After years of dwindling activity, the Ku Klux Klan is staging a comeback, according to a newly released report from the Anti-Defamation League.
The report, “Extremism in America: Ku Klux Klan,” found that the notorious white-supremacist group has re-emerged in the past year as a potent force. The ADL, which monitors hate groups, found that the KKK has made inroads in America through its exploitation of the hot-button issue of immigration.
The report also found that the Klan has expanded geographically into areas not previously infiltrated by the 142-year old right-wing hate group. “Immigration and other issues have allowed these longstanding Klan groups to increase their activities in areas where the Klan has traditionally been strong, such as the eastern Midwest and the South, and to expand into some parts of the country where the Klan did not have a particularly strong presence in the early 2000s, including the Great Plains and Mid-Atlantic states,” the report said.
Other divisive issues that the racist movement has used to bolster its ranks include gay marriage, perceived threats to Christianity and crime. The group’s growing influence can be attributed to the decline of neo-Nazi groups, as well, which had begun to overshadow the Klan in the late 1990s.

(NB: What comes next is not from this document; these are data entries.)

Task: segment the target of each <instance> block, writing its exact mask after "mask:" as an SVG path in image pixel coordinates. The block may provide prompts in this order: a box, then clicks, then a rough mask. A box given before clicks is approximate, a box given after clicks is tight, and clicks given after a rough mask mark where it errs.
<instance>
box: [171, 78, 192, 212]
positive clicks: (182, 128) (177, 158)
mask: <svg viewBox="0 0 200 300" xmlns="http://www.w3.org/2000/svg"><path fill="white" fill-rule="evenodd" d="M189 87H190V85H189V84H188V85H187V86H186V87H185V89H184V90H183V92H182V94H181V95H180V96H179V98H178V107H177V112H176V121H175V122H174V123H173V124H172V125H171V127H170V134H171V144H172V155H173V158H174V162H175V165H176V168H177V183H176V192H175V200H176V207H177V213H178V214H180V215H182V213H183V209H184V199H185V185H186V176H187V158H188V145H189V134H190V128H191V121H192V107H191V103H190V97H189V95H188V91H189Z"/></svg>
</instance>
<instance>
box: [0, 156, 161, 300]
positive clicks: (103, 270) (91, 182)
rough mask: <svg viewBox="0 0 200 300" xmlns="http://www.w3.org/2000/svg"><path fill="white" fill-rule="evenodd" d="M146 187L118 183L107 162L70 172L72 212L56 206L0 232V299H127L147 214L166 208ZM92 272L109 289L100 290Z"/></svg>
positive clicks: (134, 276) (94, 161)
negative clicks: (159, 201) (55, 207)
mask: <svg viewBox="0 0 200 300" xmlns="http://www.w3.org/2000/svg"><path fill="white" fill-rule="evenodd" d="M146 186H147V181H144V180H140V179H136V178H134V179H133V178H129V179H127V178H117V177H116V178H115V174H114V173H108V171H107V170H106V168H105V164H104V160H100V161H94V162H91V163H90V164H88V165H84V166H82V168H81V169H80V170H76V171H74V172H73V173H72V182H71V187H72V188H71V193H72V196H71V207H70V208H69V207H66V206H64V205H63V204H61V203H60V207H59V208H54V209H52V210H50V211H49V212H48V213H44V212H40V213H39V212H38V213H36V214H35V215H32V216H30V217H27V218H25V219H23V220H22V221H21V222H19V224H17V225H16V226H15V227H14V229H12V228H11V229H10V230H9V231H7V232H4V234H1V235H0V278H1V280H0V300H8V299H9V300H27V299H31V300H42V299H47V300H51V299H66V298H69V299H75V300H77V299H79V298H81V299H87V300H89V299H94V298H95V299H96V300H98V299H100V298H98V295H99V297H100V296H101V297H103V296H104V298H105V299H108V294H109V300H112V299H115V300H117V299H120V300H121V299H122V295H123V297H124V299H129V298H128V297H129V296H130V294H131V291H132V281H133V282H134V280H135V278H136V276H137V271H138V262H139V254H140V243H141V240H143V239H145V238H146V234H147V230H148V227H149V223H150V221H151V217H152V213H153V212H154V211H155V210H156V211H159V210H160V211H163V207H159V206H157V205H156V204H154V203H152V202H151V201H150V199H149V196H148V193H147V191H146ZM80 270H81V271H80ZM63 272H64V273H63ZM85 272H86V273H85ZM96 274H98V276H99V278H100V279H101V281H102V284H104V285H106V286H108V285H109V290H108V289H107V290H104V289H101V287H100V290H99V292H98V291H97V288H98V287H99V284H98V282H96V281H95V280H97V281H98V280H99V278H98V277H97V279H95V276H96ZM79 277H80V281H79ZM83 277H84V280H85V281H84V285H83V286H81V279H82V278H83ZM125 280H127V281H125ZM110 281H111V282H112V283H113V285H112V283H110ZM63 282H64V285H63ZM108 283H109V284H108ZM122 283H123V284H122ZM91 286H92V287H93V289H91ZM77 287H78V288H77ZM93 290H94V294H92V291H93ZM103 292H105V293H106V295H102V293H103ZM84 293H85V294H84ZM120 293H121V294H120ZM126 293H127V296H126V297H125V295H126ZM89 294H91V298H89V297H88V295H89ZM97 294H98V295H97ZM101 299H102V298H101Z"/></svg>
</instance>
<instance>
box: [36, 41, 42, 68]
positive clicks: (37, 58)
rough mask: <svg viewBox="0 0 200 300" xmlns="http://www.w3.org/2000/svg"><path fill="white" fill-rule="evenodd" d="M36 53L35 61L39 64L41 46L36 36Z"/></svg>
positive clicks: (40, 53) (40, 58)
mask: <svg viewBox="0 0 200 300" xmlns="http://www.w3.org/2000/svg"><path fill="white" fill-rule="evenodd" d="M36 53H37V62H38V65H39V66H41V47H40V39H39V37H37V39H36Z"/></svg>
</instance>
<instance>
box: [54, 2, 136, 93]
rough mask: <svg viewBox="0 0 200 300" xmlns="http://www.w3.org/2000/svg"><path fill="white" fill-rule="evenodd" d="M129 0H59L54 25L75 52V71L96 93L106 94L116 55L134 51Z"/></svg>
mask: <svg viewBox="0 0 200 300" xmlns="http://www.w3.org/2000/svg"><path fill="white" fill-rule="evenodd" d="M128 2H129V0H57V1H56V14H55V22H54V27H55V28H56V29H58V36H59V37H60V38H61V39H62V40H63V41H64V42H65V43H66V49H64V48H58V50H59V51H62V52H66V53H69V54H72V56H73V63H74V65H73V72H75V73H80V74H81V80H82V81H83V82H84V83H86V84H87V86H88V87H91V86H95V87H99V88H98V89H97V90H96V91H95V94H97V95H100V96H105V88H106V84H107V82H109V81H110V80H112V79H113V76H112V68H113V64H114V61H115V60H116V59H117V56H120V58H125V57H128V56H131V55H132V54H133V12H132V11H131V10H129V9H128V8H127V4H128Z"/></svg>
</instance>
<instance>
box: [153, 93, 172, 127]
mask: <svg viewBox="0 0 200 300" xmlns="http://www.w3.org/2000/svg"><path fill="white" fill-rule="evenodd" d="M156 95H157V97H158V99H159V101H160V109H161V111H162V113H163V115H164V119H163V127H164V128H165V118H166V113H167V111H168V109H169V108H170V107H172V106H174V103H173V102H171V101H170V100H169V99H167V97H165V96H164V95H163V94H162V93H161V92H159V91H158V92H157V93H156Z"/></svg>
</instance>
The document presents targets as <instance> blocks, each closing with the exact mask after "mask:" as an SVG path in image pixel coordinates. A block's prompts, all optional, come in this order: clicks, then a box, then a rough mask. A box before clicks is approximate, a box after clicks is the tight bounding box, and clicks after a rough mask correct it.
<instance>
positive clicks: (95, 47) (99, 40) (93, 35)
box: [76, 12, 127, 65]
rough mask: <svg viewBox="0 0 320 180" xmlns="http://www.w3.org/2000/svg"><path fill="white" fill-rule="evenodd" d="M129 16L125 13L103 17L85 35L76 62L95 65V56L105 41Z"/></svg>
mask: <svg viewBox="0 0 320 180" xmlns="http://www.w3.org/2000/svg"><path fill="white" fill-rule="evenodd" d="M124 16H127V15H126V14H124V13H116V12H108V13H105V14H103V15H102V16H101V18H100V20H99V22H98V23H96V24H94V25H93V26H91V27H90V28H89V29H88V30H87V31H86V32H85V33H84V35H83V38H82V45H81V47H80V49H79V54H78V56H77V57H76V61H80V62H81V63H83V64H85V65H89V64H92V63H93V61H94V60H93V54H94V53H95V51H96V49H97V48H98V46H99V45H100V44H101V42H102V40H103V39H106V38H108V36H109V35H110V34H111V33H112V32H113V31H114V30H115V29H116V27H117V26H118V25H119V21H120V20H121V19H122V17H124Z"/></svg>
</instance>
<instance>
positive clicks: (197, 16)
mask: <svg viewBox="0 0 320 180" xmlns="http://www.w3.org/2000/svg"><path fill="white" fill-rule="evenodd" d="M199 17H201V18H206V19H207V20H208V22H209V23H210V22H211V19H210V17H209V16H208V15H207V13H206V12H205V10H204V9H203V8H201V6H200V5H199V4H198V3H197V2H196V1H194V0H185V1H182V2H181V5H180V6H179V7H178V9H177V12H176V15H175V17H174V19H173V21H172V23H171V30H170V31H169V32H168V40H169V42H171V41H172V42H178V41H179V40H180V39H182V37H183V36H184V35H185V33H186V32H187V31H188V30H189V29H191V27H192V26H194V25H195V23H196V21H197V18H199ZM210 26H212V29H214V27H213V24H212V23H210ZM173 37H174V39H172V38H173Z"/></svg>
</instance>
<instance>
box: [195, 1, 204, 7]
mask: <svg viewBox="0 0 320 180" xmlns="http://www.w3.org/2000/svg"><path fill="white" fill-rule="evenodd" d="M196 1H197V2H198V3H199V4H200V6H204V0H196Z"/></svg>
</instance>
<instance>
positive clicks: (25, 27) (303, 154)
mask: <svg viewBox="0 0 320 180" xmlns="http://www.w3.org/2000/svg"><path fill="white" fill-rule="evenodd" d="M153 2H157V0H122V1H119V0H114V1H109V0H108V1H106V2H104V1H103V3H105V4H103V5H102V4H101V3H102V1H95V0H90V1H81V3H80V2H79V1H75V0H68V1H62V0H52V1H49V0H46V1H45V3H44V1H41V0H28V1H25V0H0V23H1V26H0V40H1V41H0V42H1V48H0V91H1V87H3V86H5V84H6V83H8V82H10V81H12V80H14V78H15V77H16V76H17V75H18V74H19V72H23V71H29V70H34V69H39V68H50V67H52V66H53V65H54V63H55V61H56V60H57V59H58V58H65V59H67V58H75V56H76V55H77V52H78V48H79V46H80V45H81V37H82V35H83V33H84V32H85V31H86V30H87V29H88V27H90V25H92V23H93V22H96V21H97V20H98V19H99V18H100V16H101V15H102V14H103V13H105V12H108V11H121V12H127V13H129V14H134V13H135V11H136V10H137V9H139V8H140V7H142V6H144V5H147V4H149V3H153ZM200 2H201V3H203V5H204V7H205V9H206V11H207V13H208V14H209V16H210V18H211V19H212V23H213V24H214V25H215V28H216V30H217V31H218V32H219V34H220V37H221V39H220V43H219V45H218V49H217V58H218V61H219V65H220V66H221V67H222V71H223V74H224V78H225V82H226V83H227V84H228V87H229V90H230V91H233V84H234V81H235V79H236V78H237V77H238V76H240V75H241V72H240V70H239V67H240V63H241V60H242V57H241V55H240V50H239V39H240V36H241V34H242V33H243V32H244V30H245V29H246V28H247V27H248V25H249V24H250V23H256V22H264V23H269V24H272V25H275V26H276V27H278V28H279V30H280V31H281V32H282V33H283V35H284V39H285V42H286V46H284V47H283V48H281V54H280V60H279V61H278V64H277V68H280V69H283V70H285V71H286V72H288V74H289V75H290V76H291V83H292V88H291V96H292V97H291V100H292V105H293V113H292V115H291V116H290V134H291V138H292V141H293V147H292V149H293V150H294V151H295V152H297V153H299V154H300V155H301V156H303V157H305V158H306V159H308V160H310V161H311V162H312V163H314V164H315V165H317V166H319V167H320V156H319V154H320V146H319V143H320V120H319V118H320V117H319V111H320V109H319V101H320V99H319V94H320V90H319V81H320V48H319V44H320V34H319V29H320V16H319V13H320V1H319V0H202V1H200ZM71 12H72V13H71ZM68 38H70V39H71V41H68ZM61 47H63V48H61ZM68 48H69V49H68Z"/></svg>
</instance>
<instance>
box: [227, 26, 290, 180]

Increasingly, the report found, the Klan is using publicity stunts to get its message across. One chapter, the Michigan-based United Northern and Southern Knights, sent racist fliers to schoolteachers during Black History Month. Another group, the Empire Knights, created KKK Radio, which broadcasts white-power music and racist and antisemitic propaganda over the Internet.
According to the ADL report, the Empire Knights are a prominent example of another growing phenomenon: the rapid expansion of newer factions. The Empire Knights formed in 2005 and expanded from Florida into the Mid-Atlantic states and up to Oregon. “In January 2007,” the report said, “it boasted chapters in 18 states.” In Texas, where the Empire Knights have a strong foothold, the group staged a widely publicized anti-immigration rally in Amarillo.
But the report said that not all Klan chapters have been as successful in their expansion. After Jeff Berry, a leader of an Indiana chapter of the American Knights of the Ku Klux Klan, was convicted in 2001 for conspiracy to commit criminal confinement with a deadly weapon for holding two reporters at gunpoint, the faction fell apart.